With all the hoopla coming lately from the Clackamas County Board of Commissioners over regional transportation projects, some positive news was almost lost in the shuffle.

The Oregon House passed HB 2800 on Feb. 25, establishing a framework for defining Oregon’s share of the costs associated with replacing the aging and obsolete Interstate 5 bridge between Portland and Vancouver, Wash.

A sigh of relief could almost be heard as the House passed the bill, at least easing anxiety that Oregon would encounter ever-increasing costs and ultimately shoulder an unfair share of the cost in comparison to its partners — Washington state and the federal government.

We are grateful to report that the entire delegation of East County lawmakers in the House — Rep. Greg Matthews, D-Gresham, Rep. Chris Gorsek, D-Troutdale, and Rep. Mark Johnson, R-Hood River — voted for passage of HB 2800.

With passage of this legislation, Oregon lawmakers and the state’s citizenry can move ahead with finalizing plans for this project with clear expectations of the cost, and with escape routes in the event the cost becomes too onerous or unbalanced.

This is good news for all Oregonians. The Interstate 5 bridge is a vital link in the daily movement of goods, services and workers in the regional and state economy. Think of Interstate 5 as a major artery leading to the heart of Oregon’s economy. But the existing I-5 bridge is hindered by a blockage that slows that daily movement to a crawl.

The new Columbia River Crossing will improve the efficiency of regional transportation by keeping that artery flowing more smoothly.

With passage in the House, the bill already has received a warm welcome in the Senate. We hope for the signing of the legislation into law, and that it will be the encouragement needed to prod the project toward construction.

Sadly, while all of this took place in Salem, most of the Clackamas County commissioners were throwing a hissy fit over the Columbia River Crossing.

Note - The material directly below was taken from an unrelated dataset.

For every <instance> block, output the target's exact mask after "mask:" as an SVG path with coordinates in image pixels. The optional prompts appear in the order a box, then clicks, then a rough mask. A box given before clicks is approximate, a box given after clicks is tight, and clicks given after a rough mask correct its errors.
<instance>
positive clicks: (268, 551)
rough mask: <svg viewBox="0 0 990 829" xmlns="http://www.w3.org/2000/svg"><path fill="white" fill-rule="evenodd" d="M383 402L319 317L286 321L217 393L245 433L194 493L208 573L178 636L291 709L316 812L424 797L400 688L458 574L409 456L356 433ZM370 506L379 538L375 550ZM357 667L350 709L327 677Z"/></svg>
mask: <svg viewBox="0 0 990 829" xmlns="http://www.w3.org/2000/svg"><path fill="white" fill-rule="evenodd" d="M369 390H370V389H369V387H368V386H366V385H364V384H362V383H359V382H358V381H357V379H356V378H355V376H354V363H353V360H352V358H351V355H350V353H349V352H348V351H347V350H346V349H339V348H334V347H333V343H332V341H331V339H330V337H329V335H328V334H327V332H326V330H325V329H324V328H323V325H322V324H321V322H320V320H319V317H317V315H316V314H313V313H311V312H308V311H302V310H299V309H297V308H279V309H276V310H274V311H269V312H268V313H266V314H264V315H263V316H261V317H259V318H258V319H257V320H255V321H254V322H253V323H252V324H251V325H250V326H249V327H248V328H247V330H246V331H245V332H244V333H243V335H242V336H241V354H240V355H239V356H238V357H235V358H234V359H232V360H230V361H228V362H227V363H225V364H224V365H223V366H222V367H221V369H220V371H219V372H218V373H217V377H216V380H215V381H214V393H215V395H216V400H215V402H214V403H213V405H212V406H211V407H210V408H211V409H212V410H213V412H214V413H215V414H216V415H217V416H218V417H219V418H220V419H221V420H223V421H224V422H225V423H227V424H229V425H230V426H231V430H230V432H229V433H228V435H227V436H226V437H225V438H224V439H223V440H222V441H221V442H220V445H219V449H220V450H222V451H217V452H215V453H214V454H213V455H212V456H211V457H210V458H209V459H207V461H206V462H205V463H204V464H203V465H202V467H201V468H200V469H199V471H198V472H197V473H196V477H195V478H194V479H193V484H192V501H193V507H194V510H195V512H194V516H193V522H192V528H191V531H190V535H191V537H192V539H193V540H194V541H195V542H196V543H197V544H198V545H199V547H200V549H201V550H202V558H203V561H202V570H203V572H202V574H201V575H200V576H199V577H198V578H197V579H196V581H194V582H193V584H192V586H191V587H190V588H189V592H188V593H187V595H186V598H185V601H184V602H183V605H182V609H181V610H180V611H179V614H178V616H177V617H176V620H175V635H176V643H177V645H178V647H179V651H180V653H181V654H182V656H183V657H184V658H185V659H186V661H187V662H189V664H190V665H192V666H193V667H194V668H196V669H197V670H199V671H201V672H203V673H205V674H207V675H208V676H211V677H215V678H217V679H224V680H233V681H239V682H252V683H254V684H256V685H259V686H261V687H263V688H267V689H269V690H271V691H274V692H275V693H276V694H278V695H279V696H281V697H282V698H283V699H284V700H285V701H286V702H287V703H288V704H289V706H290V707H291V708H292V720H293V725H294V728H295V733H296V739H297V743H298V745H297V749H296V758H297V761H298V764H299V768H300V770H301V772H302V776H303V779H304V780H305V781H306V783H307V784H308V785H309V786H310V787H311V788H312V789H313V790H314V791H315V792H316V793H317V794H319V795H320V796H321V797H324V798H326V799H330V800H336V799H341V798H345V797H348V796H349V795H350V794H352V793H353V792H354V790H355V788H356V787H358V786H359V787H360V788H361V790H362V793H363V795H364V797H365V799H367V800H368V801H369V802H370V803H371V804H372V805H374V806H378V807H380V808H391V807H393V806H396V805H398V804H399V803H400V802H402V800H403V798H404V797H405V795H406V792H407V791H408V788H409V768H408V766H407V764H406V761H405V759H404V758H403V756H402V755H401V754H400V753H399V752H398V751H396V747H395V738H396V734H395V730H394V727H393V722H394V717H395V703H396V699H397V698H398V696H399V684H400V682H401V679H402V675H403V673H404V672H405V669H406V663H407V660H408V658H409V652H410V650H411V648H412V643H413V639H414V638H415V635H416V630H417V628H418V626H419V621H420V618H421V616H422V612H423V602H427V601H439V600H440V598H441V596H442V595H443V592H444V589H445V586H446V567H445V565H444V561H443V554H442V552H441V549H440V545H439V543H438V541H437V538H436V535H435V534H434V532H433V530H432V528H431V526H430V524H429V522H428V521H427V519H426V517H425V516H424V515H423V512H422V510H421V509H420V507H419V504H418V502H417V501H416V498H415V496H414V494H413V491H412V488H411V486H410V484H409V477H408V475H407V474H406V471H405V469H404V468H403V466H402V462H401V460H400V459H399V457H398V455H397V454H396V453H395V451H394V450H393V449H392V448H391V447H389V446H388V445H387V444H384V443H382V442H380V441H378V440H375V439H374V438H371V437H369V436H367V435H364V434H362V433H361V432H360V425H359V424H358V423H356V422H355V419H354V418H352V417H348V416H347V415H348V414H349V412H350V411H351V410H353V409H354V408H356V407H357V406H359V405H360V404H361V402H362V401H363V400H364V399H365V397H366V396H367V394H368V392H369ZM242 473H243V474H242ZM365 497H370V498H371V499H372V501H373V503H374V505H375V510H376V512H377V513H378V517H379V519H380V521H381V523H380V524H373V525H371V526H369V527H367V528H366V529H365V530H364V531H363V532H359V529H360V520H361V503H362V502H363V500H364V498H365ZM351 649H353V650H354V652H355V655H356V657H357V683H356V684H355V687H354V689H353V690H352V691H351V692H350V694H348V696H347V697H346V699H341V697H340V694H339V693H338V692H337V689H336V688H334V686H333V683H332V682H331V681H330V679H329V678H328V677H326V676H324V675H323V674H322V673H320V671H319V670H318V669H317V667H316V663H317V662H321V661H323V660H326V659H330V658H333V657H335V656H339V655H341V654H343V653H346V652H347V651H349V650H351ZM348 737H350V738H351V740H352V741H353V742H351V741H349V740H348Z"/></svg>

If you missed it, the Clackamas County Commission voted 3-2 for a special election on the possibility of tolling motorists on Interstate 205 to address concerns about the potential impacts to the county of the Columbia River Crossing. Of course, that was just silly political swagger that was almost as quickly withdrawn when it became clear that Clackamas County voters lack any authority to impose a toll on the federal highway system.

Of course, we would prefer that the Clackamas County Commission acknowledge the importance of the I-5 bridge to the regional economy, and pledge to work with regional, state and federal governments on a design of the Columbia River Crossing that well serves citizens on both sides of the river.